DiseaseSignal
Genetics & Genomics

Gene therapy for spinal muscular atrophy

2026-07-18 · 2 sources · 2 citations · 257 words

A one-time gene-replacement infusion delivered a functional SMN1 gene to infants with spinal muscular atrophy, improving survival and motor milestones in an early trial.

What the study found

In a 2017 New England Journal of Medicine trial, infants with spinal muscular atrophy type 1 — a severe inherited motor-neuron disease caused by a missing or faulty SMN1 gene — received a one-time intravenous infusion of onasemnogene abeparvovec, which uses an AAV9 viral vector to deliver a working copy of the SMN1 gene.
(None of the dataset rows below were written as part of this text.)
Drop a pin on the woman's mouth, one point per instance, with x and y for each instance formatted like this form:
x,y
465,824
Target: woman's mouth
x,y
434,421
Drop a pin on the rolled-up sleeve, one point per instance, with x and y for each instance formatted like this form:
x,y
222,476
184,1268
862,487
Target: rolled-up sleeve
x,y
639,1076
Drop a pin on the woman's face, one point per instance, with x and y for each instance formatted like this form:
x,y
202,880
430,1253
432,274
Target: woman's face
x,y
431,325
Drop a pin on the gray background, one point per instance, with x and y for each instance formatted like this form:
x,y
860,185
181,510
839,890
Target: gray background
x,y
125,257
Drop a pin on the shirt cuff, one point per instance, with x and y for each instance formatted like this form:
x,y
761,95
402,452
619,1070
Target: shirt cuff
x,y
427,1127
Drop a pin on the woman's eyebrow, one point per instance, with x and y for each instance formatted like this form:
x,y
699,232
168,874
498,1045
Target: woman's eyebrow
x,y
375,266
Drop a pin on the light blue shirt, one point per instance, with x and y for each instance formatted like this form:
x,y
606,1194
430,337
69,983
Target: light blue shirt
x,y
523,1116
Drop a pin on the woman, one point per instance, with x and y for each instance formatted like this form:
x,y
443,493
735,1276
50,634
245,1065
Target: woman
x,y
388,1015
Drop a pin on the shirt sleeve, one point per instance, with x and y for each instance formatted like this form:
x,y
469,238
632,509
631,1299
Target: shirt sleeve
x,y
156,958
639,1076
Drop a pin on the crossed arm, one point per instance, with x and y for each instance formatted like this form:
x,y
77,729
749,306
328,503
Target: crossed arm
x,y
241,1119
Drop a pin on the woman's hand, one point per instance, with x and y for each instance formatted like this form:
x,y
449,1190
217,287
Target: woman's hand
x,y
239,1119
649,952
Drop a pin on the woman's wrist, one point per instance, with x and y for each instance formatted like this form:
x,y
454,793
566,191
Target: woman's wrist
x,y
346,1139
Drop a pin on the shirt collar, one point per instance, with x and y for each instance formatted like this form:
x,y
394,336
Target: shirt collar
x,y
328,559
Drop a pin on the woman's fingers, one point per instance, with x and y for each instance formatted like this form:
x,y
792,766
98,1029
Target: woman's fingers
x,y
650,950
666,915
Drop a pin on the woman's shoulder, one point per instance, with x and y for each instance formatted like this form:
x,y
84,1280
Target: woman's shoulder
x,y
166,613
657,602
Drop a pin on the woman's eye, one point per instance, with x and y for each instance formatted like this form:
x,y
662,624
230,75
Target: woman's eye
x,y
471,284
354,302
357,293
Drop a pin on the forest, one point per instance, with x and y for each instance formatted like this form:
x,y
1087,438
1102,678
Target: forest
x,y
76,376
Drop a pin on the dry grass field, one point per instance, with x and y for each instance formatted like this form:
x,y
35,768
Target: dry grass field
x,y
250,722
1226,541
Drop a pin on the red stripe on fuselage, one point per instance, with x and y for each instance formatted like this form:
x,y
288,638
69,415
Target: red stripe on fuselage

Treated infants survived longer without permanent ventilation and reached motor milestones, such as sitting unassisted, that untreated infants with this type almost never achieve.

Why it matters

SMA type 1 is usually fatal or severely disabling in early childhood. Replacing the missing gene at the source, rather than only managing symptoms, was a landmark for inherited-disease gene therapy and supported the therapy's later regulatory approval. It also reframed a fatal diagnosis as potentially treatable if caught early.

Analysis — the pattern

This fits a broader pattern (analysis): AAV-delivered gene replacement is being pursued across many single-gene diseases, and outcomes appear best when treatment comes early, before irreversible motor-neuron loss. That timing logic is one reason newborn screening for SMA has expanded. Whether a single dose lasts a lifetime, and how the immune system reacts to the viral vector, are open questions the field is still answering.

What is still uncertain

Early trials were small and enrolled specific patients. Long-term durability, the possibility that effects wane and re-dosing is needed, immune reactions to the vector, and very high cost remain active concerns, and results depend heavily on how early treatment is given.